而且,很有趣的是,命运之眼告诉她,这个大杂烩的世界,夜斗认识两面宿傩。
也不奇怪,按照设定夜斗也是平安时期诞生的。
因此面对夜斗听见这个请求后控制不住露出的怪异表情,她觉得可以理解。
夜斗没有询问原因,只是以一种沉默中带着点冷然的姿态点头应下。
千梨察觉到似乎另有隐情,但她不在乎。
那么,当夜斗将宿傩的三根手指妥善封存在特制木盒中送过来后,千梨问他——
“你想要什么?”
神明与凡人的位置似乎在这一刻颠倒了。
阳光透过樟树的枝叶,在她周身勾勒出一圈淡金色的光晕,衬得她更像那个端坐于云端,垂听祈愿的存在。
“神社……”这几乎是本能地脱口而出。
然话音未落的瞬间,夜斗自己先怔住了。
他像被烫到般,猛地抿紧了唇,蓝眸中闪过一丝慌乱,下意识地后退半步,指尖无意识蜷缩,仿佛想将刚才的话抓回来。
“我知道了。”千梨眼中尽是了然,声音一如既往的平稳。
果然,比起他,还是对方更像神明……他想。
早在平安时期,夜斗就已经近乎依赖地、习惯帮她做事,并在此之后索求奖励……
只是那时,一切都是在“父亲”的引导下……那些被刻意模糊的片段在脑中一闪而过:蓝色紫藤下,“父亲”温和的低语,以及端坐屋檐下,那个眸光清冷、已抵达权利顶峰的年轻女子……
回忆像一根细刺,扎得他生疼。
他几乎是仓促地移开了视线,不敢再与那双仿佛能洞悉一切的眼眸对视。
亲近的冲动与退缩的本能在胸腔里剧烈拉扯,最终化作他嘴角一个有些勉强又习惯性扯出的散漫笑容。

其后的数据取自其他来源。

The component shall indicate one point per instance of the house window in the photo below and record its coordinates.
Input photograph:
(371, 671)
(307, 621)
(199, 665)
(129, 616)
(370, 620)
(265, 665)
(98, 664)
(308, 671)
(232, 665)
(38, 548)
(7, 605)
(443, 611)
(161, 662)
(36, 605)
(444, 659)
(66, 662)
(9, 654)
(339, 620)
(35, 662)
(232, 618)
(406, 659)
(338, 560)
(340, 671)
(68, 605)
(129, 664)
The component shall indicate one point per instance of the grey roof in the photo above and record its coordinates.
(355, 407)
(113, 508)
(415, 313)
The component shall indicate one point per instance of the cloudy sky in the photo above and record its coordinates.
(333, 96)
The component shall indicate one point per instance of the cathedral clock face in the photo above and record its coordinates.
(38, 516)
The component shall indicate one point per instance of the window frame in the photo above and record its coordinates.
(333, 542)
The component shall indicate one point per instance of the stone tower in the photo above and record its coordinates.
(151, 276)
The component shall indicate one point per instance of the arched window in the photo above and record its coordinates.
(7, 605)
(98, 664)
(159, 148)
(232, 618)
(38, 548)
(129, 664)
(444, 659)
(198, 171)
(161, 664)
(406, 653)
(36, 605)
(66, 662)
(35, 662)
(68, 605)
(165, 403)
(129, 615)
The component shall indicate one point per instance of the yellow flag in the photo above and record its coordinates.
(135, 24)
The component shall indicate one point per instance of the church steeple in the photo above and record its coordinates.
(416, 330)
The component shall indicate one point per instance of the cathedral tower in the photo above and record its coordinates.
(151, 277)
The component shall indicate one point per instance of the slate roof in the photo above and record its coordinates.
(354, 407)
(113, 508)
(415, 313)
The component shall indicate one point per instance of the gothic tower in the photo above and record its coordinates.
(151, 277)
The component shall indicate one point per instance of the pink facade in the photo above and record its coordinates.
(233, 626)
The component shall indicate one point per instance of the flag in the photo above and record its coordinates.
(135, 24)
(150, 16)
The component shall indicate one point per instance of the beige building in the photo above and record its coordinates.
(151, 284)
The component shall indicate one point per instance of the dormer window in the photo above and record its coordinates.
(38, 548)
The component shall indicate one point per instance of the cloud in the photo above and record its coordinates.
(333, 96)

“那……就说定了哦!我可是很能干的!”语气刻意装得轻快,试图掩盖刚才的失态,也像是在说服自己。
他的身影迅速淡化在庭院的光影交错之中。
*
藤原千梨与夜斗完成第一桩“结缘”后,感觉夜斗变成了家养小精灵。
只要她希望、不管在哪里都可以遇见,几乎随叫随到——因为托付了真名、《式神录》也亮起他的名字。
夜斗奇怪地毫无疑义。
“这双眼睛,能‘看见’我的名字,不是很正常嘛?”
就连那因为祖父、名义上的外祖国常路和老师兼职舅公联合神道讨论了大半年才开工、修了快两年的神社,他都没有意见。
唯一担忧的居然是她是否会厌恶自己实际为祸津神的身份,但在被她与真名一起道出后,又莫名其妙放宽心了。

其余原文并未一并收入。